There might have been 15,000 people in the conference centre for last month's climate change negotiations at Copenhagen, and thousands more stuck in the cold outside trying to get in, but I wasn't one of them. My job was done after a year of feeding in ideas to our negotiating team. So I got to sit the hardcore two weeks out, eagerly catching up on events from back in London.
You’d be forgiven for thinking that Copenhagen wasn’t a roaring success, reading the media reports that have come out in the last few weeks. To some extent, that’s true – there isn’t yet a legally binding treaty, and there are a number of key issues that the international community hasn’t been able to agree upon. After all, the UN process works so that all 192 countries have to agree to decisions by consensus – so if just one country isn’t happy, a decision doesn’t fly.
But the meeting did deliver the Copenhagen Accord. The Accord – so far signed by a group representing 49 countries – agreed that the international community would aim to keep global warming to two degrees; agree on ‘fast-start’ funding of $10bn per year to 2012, rising to $100bn of climate finance per year by 2020; and firm up national emissions reduction offers by the end of January 2010.
And there were many other things going on alongside the main negotiations, with some unsung but important steps forward during the two weeks that were Copenhagen. One of the big bits of news for the UK was that a new fund was launched to support the deployment of renewable energy in low income countries.
Over $260 million has been pledged by five countries (UK, Netherlands, US, Norway and Switzerland) to the new Scaling-up Renewable Energy Program (SREP). The new fund is part of the $6bn Climate Investment Funds, which are administered by the World Bank.

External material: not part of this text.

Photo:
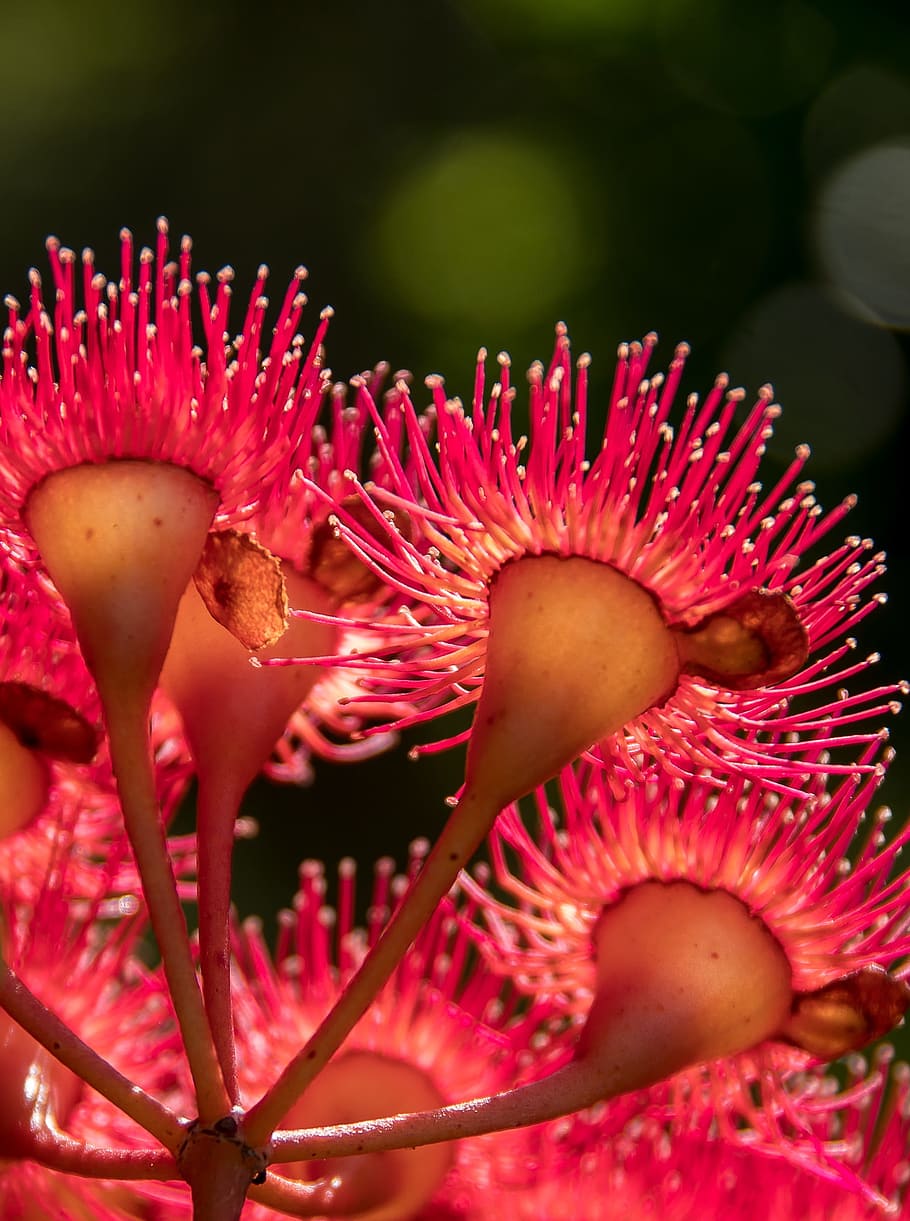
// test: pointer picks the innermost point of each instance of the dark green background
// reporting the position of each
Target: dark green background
(458, 173)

The programme will support at least five low income countries to transform their energy sectors, making them more accessible, reliable and sustainable, and so contributing to economic growth.
SREP will seek to:
- help developing world governments to scale-up the building of wind, geothermal, biomass and small hydroelectric power plants by offering practical, financial and policy support;
- make investing in renewable energy less risky by underwriting the additional capital costs associated with renewable energy; and
- encourage private sector investment in renewables by providing initial start-up funding.

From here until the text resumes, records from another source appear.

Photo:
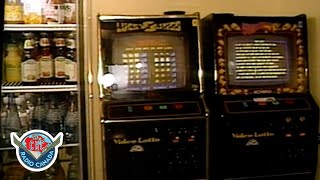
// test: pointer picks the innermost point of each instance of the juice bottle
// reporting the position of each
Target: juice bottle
(54, 12)
(13, 64)
(13, 12)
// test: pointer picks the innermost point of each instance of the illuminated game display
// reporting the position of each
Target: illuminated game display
(262, 57)
(264, 121)
(143, 56)
(149, 62)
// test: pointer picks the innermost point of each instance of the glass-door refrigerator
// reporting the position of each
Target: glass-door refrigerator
(42, 86)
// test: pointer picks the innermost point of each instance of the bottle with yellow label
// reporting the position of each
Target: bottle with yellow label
(13, 63)
(13, 12)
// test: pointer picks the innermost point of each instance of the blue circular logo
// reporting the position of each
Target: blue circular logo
(36, 150)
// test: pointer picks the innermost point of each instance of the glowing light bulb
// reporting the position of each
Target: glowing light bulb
(108, 80)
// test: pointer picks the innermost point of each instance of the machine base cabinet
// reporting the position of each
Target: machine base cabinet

The UK is contributing £50m ($82m) to SREP, as part of the UK’s commitment to provide ‘fast-start’ climate finance before 2012. This contribution will see the UK become the largest donor to this global initiative to help boost the renewable energy sector in low-income countries.
So there’s plenty of reason that those two weeks in December can go down in the record books as Hopenhagen. It wasn’t the end of the process by any means, but it certainly took us a big step forward.